Welche Wege Iran unter seinem künftigen
fundamentalistischen Präsidenten Mahmud Ahmadinedschad
einschlägt, darüber ist man in Teheran wie im Ausland
noch weitgehend auf Mutmaßungen angewiesen. Doch es gab schon
vor seinem Amtsantritt Anfang dieses Monats einige Indizien.
So hat der radikale Nachfolger des
Reform-Präsidenten Mohammed Chatami während seiner
Kampagne "eine einzige Familie und deren Clique" dafür
kritisiert, dass sie das Erdölgeld in ihre Taschen steckten,
während das Volk darbe. Er versprach, den Augiasstall der
Korruption auszukehren und dafür zu sorgen, dass der
Ölreichtum auf den Tellern der Iraner sichtbar werde. Jeder
wusste, dass Ahmadinedschad seinen Konkurrenten, den
gemäßigten Ex-Staatschef Haschemi Rafsandschani, meinte,
der zu den reichsten, raffgierigsten und unbeliebtesten
Männern des Landes gehört.
Kaum war die Wahl entschieden, bescheinigte
der geistliche Führer Ali Chamenei dem Unterlegenen, er sei
ein honoriger und erfahrener Mann. Auch eine große Mehrheit
des Parlaments sprach Rafsandschani Anerkennung und Dank aus.

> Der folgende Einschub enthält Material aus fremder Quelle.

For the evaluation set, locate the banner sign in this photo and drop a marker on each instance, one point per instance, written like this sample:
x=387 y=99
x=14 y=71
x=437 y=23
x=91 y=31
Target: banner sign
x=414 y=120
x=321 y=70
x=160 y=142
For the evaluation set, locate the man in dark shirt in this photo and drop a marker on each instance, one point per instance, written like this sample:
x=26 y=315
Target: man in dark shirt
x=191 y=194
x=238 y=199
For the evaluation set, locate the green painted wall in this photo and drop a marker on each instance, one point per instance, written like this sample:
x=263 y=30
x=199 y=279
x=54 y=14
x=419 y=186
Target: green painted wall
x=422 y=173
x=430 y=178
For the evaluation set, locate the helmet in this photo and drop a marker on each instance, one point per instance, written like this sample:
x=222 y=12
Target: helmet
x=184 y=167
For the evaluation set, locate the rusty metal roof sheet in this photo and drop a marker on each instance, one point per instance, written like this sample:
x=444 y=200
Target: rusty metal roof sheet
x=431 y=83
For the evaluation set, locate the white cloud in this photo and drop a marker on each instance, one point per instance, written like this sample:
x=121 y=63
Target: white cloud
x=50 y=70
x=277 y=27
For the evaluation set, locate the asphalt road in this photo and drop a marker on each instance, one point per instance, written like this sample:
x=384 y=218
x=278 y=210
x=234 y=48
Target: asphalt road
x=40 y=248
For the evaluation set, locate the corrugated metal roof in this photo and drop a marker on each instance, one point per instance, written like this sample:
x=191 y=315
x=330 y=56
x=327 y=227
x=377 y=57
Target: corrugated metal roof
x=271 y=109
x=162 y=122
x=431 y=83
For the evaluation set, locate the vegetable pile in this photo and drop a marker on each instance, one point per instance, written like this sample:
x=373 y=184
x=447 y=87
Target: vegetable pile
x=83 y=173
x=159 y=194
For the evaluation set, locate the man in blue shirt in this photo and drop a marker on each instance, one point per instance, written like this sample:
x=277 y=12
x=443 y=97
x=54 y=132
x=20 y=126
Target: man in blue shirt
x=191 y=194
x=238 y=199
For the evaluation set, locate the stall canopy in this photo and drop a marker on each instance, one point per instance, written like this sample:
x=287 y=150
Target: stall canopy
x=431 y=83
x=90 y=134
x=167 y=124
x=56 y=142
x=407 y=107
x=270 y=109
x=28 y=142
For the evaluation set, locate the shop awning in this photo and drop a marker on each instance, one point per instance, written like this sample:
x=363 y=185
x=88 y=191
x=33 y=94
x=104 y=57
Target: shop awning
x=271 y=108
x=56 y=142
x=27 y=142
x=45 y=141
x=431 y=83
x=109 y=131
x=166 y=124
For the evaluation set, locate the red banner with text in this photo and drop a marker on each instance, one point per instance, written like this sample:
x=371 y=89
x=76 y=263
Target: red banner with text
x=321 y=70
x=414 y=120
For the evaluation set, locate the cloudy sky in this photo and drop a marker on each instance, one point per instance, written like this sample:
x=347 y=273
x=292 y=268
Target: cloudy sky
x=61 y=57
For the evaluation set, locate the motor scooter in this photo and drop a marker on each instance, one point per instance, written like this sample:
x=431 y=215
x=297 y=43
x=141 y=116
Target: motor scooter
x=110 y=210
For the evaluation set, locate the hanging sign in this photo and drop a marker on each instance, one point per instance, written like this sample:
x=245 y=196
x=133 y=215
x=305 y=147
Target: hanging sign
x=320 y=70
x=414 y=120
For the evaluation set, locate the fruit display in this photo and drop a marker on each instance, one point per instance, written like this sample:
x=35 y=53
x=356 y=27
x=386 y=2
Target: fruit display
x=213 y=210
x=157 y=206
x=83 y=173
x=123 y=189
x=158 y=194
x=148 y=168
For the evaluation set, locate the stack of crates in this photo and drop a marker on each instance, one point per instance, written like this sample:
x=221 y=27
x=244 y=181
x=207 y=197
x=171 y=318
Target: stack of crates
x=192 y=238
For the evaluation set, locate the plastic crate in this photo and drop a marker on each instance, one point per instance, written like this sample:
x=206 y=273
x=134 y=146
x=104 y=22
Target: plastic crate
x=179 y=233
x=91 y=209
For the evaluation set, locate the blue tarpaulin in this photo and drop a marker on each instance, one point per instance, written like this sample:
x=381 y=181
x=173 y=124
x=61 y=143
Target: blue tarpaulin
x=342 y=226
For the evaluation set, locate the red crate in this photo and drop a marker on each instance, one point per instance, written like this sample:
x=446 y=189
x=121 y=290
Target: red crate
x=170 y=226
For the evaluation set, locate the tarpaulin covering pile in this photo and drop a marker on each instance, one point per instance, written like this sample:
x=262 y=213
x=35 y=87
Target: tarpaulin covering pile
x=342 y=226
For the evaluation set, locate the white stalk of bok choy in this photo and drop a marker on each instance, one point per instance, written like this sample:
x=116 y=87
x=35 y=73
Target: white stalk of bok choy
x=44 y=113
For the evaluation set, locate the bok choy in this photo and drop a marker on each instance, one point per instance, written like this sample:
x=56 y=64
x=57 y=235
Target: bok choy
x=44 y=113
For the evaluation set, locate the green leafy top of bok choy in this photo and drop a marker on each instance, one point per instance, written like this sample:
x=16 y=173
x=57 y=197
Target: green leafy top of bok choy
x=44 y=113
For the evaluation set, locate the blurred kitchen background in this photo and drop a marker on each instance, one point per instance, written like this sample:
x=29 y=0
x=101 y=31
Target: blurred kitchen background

Fazit: Aus den Rekordeinnahmen von voraussichtlich 40 Milliarden
Euro, die Iran dank hoher Ölpreise heuer erzielt, wird der
neue Präsident das Millionenvolk seiner Wähler mit
Prämien und Brosamen erfreuen können. Aber eine
Umverteilung ist nicht vorgesehen. Der Besitzstand wird nicht
angerührt.
Ihren Sieg durch Hupkonzerte, Umzüge und
andere Kundgebungen zu feiern, verbot Chamenei den Anhängern
Ahmadinedschads. Dass der Radikale die Lockerung der streng
islamischen Lebensformen - einen der wenigen tief greifenden
Erfolge der Reformperiode - rückgängig machen wolle,
bestreiten Vertrauensleute. So sagt Mehdi Kalhor, der
Wahlkampfstratege des Siegers, das neue Regime werde den Druck auf
die Kultur abbauen und eine kritische Presse respektieren. Das
Recht auf Satelliten-Antennen, die theoretisch immer noch verboten
sind, werde Ahmadinedschad bestätigen. Es gibt erste Stimmen
von Ultrakonservativen im Parlament, der Madschlis, der
künftige Präsident müsse die Schande beenden, dass
Frauen mit nicht mehr als einem bunten Taschentuch auf dem Kopf
herumliefen.
Das hätten die Machthaber schon bisher
tun können, wenn sie gewollt hätten. Sie hatten die
Polizei unter ihrem Kommando, die Volkmiliz Bassidsch, die
Revolutionswächter, Justiz, Geheimdienste, die Wirtschaft und
einen Großteil der Medien. Aber gerade seit die Konservativen
auch das Parlament unter ihre Kontrolle brachten, war die Praxis
eher laxer geworden: Junge Paare gehen Hand in Hand, was
früher unmöglich war, sitzen auf Parkbänken, treffen
sich in Restaurants. Autokorsos mit lauter Musik werden nicht mehr
unterbunden, private Parties mit Tanz und geschmuggeltem Alkohol
nur noch selten gesprengt. Die Sittenpolizei befand sich deutlich
auf dem Rückzug.
Informierte Interpreten der Absichten der
"Neuen Konservativen" behaupten, diese träumten vom
"chinesischen Modell" - ideologische Kontrolle bei Liberalisierung
des Alltags mit Prosperität. Da die Machthaber den Jungen
Arbeitsplätze und Wohlstand nicht bieten könnten,
dürfen diese im Privatleben an längerer Leine laufen.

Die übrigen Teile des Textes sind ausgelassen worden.